Com grande alarde, estreou Netflix na semana passada o documentário Schumacher, que narra a ascensão do maior campeão da história da Fórmula 1, vencedor de sete temporadas. A primeira metade do longa – dirigido pelo trio Hans-Bruno Kammertöns, Vanessa Nöcker, Michael Welch – foca na chegada do futuro heptacampeão à categoria, vindo da Fórmula 3, pela equipe Benetton. E inclui imagens de arquivo do alemão fazendo as primeiras curvas em um kart.
Misto de registro documental e homenagem, o filme não entra em detalhes sobre o trágico acidente de esqui sofrido pelo piloto nos Alpes Franceses em 2013, que o deixou em coma até a metade do ano seguinte. O processo de reabilitação e o estado de saúde de Michael Schumacher desde então são mantidos sob sigilo.
Competitividade
O documentário faz um bom trabalho ao retratar o piloto como um atleta obstinado, um visionário sempre em busca do auge da perfeição. E também expõe seu lado mais competitivo, o que gerou atrito com outros competidores. Quando Schumi, como é carinhosamente chamado, chegou à Fórmula 1, em 1991, a categoria estava dominada por alguns dos maiores pilotos da história, como Ayrton Senna, Alain Prost, Nigel Mansell e Nelson Piquet. E foi justamente com Senna, outro atleta extremamente competitivo, que Schumacher viveu seu primeiro atrito.
No GP de Magny-Cours, na França, em 1992, Schumacher bateu na traseira do brasileiro, tirando-o da prova. O filme traz imagens de Senna dando uma tremenda bronca no alemão após a prova. “Senna percebeu que ele era alguém. Quando você é um leão, todos os leões percebem quando o jovem leão chega e querem marcar território”, diz Flavio Briatore, à época, diretor da Benetton.
Sem fazer julgamento, o filme repassa momentos controversos na carreira de Schumi, como quando bateu propositalmente em Damon Hill (que dá depoimentos no documentário) no GP da Austrália de 1994, o que lhe garantiu o primeiro título na Fórmula 1. E o GP da Europa de 1997, quando colidiu com Jacques Villeneuve e teve toda a temporada desqualificada pela FIA.
Fortes emoções
Schumacher mostra a difícil migração do então bicampeão para a Ferrari, em 1996. Devido a dificuldades técnicas com o carro, o piloto só conquistou seu terceiro título no ano 2000, então se manteve invicto em todas as temporadas até 2004. O filme, no entanto, revela que a Ferrari cogitou demitir o alemão durante o período de hiato.

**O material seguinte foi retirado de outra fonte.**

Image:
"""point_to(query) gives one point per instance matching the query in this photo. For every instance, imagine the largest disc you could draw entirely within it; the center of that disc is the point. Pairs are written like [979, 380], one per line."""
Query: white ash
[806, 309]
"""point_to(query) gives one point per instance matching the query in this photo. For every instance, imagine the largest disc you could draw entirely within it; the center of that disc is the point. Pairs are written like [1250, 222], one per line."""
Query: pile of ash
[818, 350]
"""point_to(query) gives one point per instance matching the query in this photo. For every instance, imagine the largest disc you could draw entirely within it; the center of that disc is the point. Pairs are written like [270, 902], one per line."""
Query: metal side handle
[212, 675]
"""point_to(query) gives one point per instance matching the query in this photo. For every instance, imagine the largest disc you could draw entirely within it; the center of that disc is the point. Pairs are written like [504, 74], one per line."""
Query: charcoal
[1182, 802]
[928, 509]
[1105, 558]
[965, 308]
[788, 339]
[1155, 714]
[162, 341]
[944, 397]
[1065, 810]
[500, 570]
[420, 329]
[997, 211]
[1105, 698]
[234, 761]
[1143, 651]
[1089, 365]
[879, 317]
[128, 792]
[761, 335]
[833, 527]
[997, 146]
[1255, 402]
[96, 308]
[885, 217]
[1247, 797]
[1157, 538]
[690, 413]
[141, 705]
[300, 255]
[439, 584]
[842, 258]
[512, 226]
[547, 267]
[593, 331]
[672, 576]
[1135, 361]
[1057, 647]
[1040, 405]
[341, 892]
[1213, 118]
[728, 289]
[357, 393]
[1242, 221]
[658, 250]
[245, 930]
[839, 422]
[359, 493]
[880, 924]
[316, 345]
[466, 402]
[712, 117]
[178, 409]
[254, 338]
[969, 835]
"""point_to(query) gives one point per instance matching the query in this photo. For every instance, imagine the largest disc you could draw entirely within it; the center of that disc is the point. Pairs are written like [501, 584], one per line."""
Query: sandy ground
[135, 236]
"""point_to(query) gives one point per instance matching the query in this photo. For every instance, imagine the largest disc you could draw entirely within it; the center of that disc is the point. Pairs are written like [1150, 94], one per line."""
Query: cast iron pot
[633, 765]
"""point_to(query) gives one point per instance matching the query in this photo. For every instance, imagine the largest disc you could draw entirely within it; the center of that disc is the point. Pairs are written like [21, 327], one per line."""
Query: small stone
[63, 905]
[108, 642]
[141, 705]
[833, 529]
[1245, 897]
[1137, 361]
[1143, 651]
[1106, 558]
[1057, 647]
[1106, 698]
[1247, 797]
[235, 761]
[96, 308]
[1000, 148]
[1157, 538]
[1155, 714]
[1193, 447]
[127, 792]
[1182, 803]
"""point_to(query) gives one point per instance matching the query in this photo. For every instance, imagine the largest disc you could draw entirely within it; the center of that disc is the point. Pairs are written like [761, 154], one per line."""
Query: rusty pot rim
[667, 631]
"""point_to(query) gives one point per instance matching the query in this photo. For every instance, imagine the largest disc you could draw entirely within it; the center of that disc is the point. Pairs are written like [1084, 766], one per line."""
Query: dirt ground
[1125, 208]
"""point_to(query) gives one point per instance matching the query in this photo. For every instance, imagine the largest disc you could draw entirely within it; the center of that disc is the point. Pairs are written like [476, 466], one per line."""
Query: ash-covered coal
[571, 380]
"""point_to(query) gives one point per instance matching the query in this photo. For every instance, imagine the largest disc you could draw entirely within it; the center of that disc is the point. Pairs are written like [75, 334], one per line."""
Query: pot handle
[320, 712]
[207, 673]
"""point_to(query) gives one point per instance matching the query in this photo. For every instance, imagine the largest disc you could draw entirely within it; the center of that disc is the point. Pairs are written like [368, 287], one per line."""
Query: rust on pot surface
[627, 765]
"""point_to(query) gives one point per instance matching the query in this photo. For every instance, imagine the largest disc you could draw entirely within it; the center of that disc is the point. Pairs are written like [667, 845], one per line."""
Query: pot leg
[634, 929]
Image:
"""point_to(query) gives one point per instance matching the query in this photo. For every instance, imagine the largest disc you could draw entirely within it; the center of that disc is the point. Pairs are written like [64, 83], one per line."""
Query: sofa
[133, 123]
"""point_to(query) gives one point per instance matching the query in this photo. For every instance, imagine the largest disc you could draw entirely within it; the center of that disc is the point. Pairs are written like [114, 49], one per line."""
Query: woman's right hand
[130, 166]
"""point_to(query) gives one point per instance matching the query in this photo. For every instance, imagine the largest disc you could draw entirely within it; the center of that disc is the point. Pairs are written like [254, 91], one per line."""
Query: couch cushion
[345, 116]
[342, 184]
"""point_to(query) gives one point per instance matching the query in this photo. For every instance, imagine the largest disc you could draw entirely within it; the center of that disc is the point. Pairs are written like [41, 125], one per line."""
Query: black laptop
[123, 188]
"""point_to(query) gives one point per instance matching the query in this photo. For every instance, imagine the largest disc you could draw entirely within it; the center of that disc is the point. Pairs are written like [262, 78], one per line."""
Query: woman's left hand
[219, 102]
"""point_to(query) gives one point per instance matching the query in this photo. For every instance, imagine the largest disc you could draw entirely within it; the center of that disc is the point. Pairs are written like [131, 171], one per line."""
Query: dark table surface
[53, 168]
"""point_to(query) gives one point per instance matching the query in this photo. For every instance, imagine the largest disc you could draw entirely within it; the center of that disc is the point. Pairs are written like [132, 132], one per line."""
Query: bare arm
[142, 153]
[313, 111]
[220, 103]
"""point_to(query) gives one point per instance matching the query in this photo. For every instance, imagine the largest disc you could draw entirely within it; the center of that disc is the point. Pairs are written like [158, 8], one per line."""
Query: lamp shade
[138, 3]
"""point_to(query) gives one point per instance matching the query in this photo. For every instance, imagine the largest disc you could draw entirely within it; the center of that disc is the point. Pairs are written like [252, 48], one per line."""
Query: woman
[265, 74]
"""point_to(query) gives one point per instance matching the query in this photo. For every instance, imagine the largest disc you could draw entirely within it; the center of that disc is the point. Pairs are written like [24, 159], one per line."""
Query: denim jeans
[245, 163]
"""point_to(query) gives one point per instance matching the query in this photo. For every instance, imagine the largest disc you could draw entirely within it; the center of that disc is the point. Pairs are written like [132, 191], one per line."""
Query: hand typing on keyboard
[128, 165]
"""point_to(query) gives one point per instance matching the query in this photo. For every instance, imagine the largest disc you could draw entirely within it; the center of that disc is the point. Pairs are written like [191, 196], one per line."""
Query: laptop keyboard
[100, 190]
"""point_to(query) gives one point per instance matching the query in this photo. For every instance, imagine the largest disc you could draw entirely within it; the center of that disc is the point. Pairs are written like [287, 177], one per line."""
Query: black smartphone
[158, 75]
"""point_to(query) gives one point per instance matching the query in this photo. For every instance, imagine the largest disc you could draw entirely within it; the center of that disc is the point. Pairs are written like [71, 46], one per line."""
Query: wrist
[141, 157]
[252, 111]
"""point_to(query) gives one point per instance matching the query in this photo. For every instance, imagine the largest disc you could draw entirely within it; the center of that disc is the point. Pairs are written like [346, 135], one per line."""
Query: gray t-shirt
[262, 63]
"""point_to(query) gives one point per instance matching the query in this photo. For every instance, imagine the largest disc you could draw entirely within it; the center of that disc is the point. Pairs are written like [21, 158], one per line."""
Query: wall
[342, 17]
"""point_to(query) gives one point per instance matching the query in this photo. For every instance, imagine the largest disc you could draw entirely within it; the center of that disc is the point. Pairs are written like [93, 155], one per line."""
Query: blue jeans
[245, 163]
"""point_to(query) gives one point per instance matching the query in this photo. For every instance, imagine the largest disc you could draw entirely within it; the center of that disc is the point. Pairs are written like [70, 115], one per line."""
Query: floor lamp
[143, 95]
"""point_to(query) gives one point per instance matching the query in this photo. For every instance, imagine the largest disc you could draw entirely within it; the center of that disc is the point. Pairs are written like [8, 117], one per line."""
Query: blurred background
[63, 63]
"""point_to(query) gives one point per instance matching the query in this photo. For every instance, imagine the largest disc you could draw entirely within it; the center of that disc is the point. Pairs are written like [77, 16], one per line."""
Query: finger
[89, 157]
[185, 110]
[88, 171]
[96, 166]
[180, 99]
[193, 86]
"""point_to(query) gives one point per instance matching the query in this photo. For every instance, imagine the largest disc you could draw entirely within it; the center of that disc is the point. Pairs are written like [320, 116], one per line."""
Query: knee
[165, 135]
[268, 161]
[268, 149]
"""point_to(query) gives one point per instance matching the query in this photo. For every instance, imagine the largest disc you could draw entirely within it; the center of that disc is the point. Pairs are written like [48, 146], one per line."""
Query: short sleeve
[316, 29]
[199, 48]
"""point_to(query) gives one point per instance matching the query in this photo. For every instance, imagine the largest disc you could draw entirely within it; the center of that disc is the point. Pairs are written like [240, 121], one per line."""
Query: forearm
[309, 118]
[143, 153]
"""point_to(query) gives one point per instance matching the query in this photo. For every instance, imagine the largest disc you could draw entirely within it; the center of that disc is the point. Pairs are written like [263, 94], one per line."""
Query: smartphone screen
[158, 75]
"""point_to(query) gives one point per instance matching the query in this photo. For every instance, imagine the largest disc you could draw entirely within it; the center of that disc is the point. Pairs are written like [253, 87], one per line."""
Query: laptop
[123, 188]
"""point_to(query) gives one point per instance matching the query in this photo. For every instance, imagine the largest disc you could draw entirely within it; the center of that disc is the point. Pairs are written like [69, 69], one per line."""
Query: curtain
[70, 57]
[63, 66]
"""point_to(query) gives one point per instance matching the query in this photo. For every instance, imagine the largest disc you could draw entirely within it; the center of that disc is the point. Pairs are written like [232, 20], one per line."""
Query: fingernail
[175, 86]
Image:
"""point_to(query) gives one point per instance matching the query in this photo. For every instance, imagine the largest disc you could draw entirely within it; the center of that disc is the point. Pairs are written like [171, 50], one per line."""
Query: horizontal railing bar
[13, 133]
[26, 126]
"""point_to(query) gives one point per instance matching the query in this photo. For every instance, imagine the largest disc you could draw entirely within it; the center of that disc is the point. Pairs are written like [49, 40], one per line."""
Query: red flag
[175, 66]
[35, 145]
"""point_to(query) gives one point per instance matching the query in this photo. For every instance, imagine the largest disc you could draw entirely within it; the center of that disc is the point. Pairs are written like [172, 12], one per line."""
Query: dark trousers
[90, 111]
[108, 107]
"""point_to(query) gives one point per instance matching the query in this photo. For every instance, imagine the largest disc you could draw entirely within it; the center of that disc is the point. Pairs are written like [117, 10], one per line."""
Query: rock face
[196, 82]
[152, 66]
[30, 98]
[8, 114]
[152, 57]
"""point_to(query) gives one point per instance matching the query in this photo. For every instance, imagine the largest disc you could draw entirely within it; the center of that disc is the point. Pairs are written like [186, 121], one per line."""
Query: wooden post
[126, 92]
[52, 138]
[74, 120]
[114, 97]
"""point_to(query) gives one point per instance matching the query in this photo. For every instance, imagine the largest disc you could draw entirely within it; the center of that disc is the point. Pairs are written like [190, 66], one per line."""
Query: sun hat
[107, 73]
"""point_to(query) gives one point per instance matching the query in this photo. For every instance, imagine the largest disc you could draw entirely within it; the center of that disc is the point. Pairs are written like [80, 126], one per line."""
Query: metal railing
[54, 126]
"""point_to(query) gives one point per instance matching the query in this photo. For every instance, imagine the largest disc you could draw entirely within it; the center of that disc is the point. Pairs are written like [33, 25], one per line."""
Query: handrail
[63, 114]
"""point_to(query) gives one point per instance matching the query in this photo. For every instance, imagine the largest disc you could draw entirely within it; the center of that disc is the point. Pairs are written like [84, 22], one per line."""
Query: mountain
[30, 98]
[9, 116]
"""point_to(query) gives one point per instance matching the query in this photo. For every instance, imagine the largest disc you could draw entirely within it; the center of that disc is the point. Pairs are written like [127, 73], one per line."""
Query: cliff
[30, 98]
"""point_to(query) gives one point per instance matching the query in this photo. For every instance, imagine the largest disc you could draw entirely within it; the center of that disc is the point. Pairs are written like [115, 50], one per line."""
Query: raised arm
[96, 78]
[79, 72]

De maneira talvez não-intencional, o filme mostra como Schumacher era viciado em adrenalina. Quando abandonou o automobilismo em 2006, pois sentia falta de motivação para continuar competindo, como aparece falando no documentário, o piloto passou a ocupar seu tempo saltando de paraquedas ou praticando o esporte na neve que anos depois o deixaria em coma. Fica subentendido como Schumi retornou às pistas em 2010, para disputar mais três temporadas na Fórmula 1 na Mercedes, pelo mais puro tédio.
Homem de família
De perfil reservado, Schumacher não costumava revelar muita coisa sobre sua vida pessoal. "O que é privado deve se manter privativo", costumava dizer à sua esposa, Corinna Betsch, com quem se casou em 1995 – imagens da cerimônia e da festa foram incluídas no filme. Além de diversos registros amadores de momentos íntimos em que o alemão se mostra um marido leal e um pai dedicado.
Seus dois filhos, Gina Schumacher, hoje com 24 anos, e Mick Schumacher, 22, que estreou este ano na F1, dão depoimentos no documentário. Que chega a comover em seus momentos finais, quando Mick fala da falta que sente do pai. “Acho que meu pai e eu nos entenderíamos de uma forma diferente agora, simplesmente porque falamos uma linguagem semelhante, a linguagem do automobilismo, e sobre o que teríamos muito mais o que conversar. E é aí que minha cabeça fica na maior parte do tempo, pensando que seria muito legal. Eu desistiria de tudo só por isso."